Ubuntu - How do I run many Singularity/Apptainer containers from one Python script, using multiple CPUs and nodes?

theobrown
July 5, 2023
294 views
0 votes
2 Answers

Problem statement

I have a Python program that needs to launch a number of Singularity containers in parallel.

Is it possible to do this, exploiting all of the available hardware, using only built-in libraries (subprocessing, concurrent.futures, etc)?

The ‘host’ script runs on 1 CPU. It is launched by SLURM. The ‘host’ needs to launch the containers, wait for them to complete, do some analysis, repeat.

For example, if I have 40 containers each needing 2 CPUs, and two nodes each with 76 CPUs, then there should be something like:

Node 1 (76 CPUs)	Node 2 (76 CPUs)
Host script (1 CPU)	3 containers (6 CPUs)
37 containers (74 CPUs)	70 spare CPUs
1 spare CPU

MWE

Singularity recipe (`stress.def`)

We use stress to fully utilise a given number of CPUs:

Bootstrap: docker
From: ubuntu:16.04

%post
apt update -y
apt install -y stress 

%runscript
    echo $(uname -n)
    stress "$@"

Build with singularity build stress.simg stress.def.

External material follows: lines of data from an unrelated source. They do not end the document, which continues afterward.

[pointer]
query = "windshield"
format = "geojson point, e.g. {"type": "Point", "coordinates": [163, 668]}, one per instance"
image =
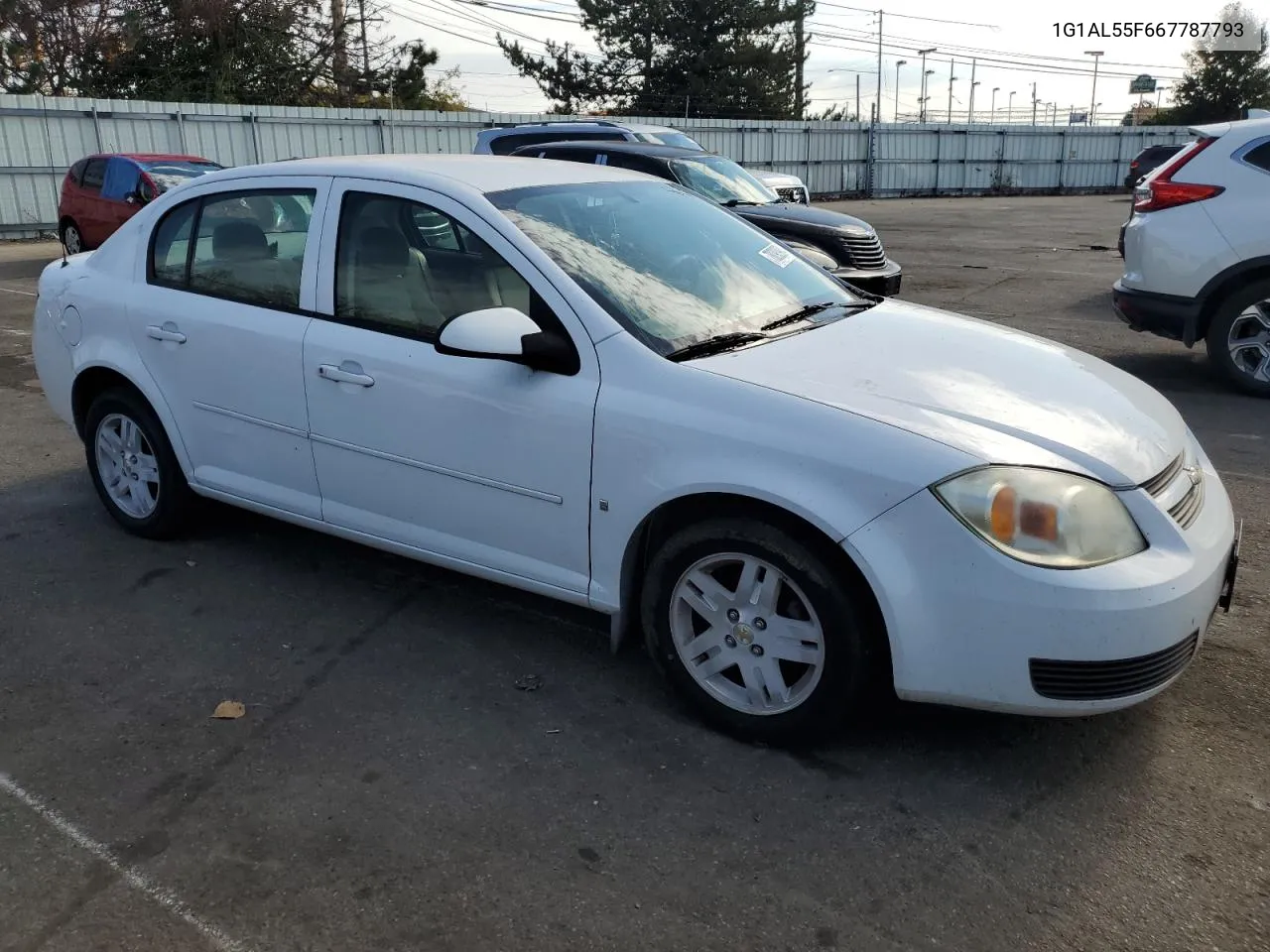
{"type": "Point", "coordinates": [671, 286]}
{"type": "Point", "coordinates": [171, 173]}
{"type": "Point", "coordinates": [721, 179]}
{"type": "Point", "coordinates": [670, 139]}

Python host script (`main.py`)

Spin up 40 containers, each running the stress image with 2 CPUs for 10s:

from subprocess import Popen

n_processes = 40
cpus_per_process = 2
stress_time = 10

command = [
    "singularity",
    "run",
    "stress.simg",
    "-c",
    str(cpus_per_process),
    "-t",
    f"{stress_time}s",
]
processes = [Popen(command) for i in range(n_processes)]

for p in processes:
    p.wait()

SLURM script

#!/bin/bash
#SBATCH -J stress
#SBATCH -A myacc
#SBATCH -p mypart
#SBATCH --output=%x_%j.out
#SBATCH --nodes=2
#SBATCH --ntasks=40
#SBATCH --cpus-per-task=2
#SBATCH --time=24:00:00

python main.py

Results

The above only runs on one of the two nodes. Total execution time is around 20s, and the Singularity containers are run sequentially – the first 38 are run, and then the last two.

As such, it does not have the desired effect.

Answers

Chosen as BEST ANSWER
- theobrown
- July 5, 2023 at 8:11 pm
- 0 votes
0
Turns out my question was just from a misunderstanding of what should be handled by Singularity and what should be handled by SLURM.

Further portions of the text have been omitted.